Nonetheless, this trick is important because it's the only way I know to save these procedures (to disk perhaps) for use in another session, regardless of any savings; likewise for any instantiation that doesn't directly change a procedure's code (via subs).

@Rouben Rostamian You must've read and/or downloaded my code in the few minutes between when I first posted it, then noticed the same problem that you did, then posted a correction. The correction is only to the last line in Ndelta, where I do a weird-looking back-and-forth conversion of the extracted procedure to "%m" (Maple internal code storage format) string form. The internal format is necessary to capture the instantiation of delta. Exactly the same thing happens with a save/read back-and-forth to a disk file: The file must be put in ".m" form to capture instantiations that are not local to the procedure being saved.
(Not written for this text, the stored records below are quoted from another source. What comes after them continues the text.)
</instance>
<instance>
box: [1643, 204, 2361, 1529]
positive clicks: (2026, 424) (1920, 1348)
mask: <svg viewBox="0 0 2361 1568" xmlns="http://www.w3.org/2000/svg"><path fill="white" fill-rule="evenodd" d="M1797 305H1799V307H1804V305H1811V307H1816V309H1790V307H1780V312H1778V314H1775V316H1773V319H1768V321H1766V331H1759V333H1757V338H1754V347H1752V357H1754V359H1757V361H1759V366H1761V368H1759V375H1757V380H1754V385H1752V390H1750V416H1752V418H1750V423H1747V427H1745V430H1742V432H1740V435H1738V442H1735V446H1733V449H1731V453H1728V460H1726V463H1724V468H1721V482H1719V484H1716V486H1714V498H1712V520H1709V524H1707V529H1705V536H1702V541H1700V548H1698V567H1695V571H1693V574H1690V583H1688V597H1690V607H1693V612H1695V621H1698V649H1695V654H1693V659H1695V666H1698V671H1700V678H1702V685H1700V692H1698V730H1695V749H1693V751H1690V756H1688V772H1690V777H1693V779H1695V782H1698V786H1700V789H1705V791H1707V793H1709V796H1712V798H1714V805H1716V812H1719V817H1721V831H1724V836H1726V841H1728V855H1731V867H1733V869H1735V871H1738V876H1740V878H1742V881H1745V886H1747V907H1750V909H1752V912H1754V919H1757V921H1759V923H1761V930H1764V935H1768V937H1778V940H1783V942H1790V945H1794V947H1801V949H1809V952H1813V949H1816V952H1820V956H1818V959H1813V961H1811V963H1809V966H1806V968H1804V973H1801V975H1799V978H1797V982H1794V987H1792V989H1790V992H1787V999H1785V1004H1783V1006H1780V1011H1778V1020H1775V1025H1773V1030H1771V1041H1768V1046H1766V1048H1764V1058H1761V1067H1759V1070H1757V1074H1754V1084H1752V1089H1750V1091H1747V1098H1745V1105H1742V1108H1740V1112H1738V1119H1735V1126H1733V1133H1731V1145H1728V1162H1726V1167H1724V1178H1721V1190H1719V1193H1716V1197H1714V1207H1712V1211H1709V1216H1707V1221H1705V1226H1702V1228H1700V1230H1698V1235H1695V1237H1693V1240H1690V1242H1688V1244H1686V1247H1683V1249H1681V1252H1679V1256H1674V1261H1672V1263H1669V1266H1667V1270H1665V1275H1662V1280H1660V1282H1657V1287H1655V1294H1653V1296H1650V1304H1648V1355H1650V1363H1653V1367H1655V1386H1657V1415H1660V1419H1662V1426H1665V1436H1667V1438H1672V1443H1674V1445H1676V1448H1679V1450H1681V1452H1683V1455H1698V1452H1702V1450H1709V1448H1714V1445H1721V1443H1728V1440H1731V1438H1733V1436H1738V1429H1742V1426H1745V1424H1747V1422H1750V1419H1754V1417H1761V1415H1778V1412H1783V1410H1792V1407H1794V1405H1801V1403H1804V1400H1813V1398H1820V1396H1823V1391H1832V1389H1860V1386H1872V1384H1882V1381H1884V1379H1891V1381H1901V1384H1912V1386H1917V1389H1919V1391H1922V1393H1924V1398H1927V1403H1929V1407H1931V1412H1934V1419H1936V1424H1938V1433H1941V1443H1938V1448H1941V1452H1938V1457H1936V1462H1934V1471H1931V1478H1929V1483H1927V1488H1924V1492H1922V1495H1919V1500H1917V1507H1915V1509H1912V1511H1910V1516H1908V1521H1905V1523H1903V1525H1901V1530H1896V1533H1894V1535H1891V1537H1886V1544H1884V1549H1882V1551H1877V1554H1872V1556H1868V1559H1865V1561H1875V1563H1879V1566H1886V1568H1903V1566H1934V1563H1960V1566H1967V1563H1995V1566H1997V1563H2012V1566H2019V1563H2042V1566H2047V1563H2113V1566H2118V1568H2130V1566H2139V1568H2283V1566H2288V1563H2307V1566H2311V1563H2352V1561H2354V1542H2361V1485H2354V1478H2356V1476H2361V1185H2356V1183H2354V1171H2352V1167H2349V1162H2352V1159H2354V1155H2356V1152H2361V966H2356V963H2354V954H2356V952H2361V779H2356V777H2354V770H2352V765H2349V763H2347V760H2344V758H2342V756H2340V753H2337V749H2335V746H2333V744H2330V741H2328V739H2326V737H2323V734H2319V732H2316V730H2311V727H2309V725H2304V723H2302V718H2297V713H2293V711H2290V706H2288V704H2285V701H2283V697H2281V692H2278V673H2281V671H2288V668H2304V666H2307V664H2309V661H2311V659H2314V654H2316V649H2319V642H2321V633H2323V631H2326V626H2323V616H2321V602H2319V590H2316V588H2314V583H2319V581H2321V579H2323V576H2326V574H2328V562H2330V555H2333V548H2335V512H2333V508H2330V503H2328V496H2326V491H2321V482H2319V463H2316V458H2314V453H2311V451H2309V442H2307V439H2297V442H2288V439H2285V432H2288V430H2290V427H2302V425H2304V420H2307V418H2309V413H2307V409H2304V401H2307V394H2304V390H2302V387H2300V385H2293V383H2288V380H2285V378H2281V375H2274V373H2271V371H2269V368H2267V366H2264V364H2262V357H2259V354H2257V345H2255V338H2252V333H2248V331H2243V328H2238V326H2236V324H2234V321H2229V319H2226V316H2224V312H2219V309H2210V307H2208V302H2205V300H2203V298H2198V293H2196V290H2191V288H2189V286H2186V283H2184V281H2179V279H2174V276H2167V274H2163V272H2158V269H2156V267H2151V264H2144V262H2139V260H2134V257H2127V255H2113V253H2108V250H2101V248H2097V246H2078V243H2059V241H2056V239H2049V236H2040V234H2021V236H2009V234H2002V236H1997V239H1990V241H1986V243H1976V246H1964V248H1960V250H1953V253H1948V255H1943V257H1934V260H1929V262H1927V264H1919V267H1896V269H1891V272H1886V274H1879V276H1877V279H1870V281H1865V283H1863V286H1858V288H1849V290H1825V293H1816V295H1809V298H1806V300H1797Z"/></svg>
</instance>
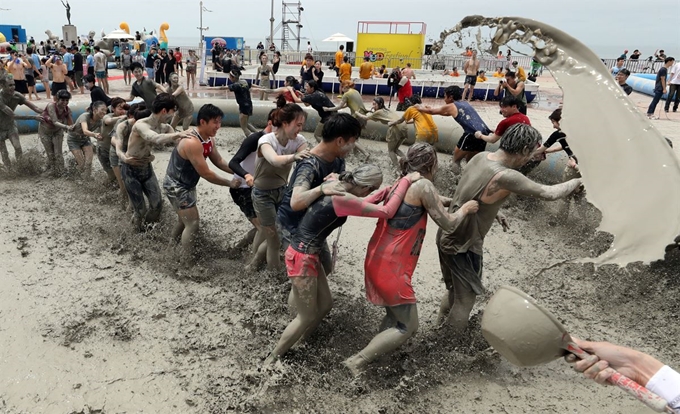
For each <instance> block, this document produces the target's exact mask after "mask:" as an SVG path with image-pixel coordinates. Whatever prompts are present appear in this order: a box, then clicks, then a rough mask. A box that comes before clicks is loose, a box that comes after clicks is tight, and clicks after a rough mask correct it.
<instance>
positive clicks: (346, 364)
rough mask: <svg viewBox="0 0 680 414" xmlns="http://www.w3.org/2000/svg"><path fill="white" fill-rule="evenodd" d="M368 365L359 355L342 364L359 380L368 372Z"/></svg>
mask: <svg viewBox="0 0 680 414" xmlns="http://www.w3.org/2000/svg"><path fill="white" fill-rule="evenodd" d="M366 364H367V361H366V360H365V359H364V358H363V357H362V356H360V355H359V354H356V355H354V356H351V357H349V358H347V359H346V360H344V361H343V362H342V365H344V366H345V367H347V369H349V370H350V372H351V373H352V378H359V377H360V376H361V374H363V373H364V371H365V370H366Z"/></svg>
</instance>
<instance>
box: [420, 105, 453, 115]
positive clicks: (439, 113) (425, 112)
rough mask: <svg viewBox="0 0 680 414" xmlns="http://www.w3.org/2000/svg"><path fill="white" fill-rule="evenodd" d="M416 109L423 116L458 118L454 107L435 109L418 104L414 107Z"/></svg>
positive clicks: (448, 107)
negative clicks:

So, it's definitely not a dumb mistake. And thank you for presenting me an opportunity to explain this weirdness.

I haven't looked into the details of your Question yet, but I have a question about your first sentence: What do you mean by "temporarily" in the phrase "temporarily difficult to be generated"?

That Maple Math mode in MaplePrimes produces horrific results due to the font used being nearly unreadable (somewhat as if handwritten very small and with a shaky hand). I'm glad that people seem to have mostly stopped using it.

@mmcdara A few clarifications for various things that you said above:

  1. There's nothing special about delta in Maple, so there's no need to make it local; but doing so doesn't hurt either.
  2. I don't think that it's possible to use odeplot to produce a plot that varies a dsolve parameter.
  3. See my Answer for a trick for doing the plot3d.
  4. Since there are no derivatives with respect to delta, the system can be solved (and plotted) as an ODE system. Perhaps in some more-formal mathematical context one might consider it a PDE system.